As my husband is 76 yrs old he has had a form from the DVLA to renew his licence, but he is not going to tell them about his medical condition, only because he doesn't believe he has one.

So what do I do now I ask myself. I have been doing the driving,but that was because we had a big row and I told him I will not be a passenger with him driving, but now since the DVLA letter, he got very agitated when I said I still wasn't going to be a passenger with him,then he went on to say life is finished for him if I wouldn't let him drive, so I gave in, now I have to let him drive and I really really hate it, I get so stressed up inside of me. It is all making me feel so ill, I want to run away, but I know I won't do that, as deep down I know he is ill. I feel that I am in a prison and can't escape, every day I wake up I have this black cloud hanging over me. I am only 61yrs old but I feel 81.

I just don't think life is going to get better anymore. I know there are plenty of you out there having a far worse time then me and I really sympathise with you all, so I do feel bad just moaning, but I have got no one else to talk to.Is there anyone who can show me how I can cope better.



Juliebabs.
 

Skye

Registered User
Aug 29, 2006
17,000
0
SW Scotland
Hi Juliebabs

There is a disease called Vascular Disease, which may affect different organs, including the brain. This may be what the doctor thinks your husband has.
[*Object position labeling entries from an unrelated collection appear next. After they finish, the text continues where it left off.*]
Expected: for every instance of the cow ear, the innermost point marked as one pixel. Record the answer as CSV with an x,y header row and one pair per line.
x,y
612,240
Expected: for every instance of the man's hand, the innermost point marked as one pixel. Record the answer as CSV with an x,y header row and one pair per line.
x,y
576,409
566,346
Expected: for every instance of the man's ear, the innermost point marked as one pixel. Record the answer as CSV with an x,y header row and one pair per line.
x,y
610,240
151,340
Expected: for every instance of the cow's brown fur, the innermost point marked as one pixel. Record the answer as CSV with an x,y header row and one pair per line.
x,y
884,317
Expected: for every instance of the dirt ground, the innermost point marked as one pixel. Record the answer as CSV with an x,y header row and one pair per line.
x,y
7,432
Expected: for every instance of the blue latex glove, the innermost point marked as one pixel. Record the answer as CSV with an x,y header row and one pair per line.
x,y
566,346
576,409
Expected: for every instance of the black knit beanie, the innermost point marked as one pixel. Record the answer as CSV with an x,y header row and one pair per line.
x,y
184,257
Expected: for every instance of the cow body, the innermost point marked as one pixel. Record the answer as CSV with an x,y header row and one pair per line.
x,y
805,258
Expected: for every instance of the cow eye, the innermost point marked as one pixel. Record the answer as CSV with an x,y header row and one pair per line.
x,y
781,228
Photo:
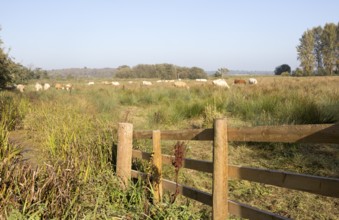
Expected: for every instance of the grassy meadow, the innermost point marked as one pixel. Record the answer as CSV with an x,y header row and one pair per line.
x,y
70,139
http://www.netdoctor.co.uk/diseases/facts/vasculardiseases.htm

You should also read the AS factsheet on Vascular Dementia, and compare the symptoms. If you are not satisfied with the diagnosis, you should go back to your GP and insist on further tests.

http://www.alzheimers.org.uk/factsheet/402

Regarding the driving, I really think you should stand firm on this, whatever the threats. Your and your husband's lives are at risk, as are other road users. Add to that, if he doesn't disclose his illness on the form, his insurance will be invalid.

It's hard to cope, and especially hard when the medics are not helping. Have to contacted your local branch of Alzheimer's Society, and Princess Royal Trust for carers? Both of those will be able to offer you support.

Sorry I can't be more help, it's a hard road.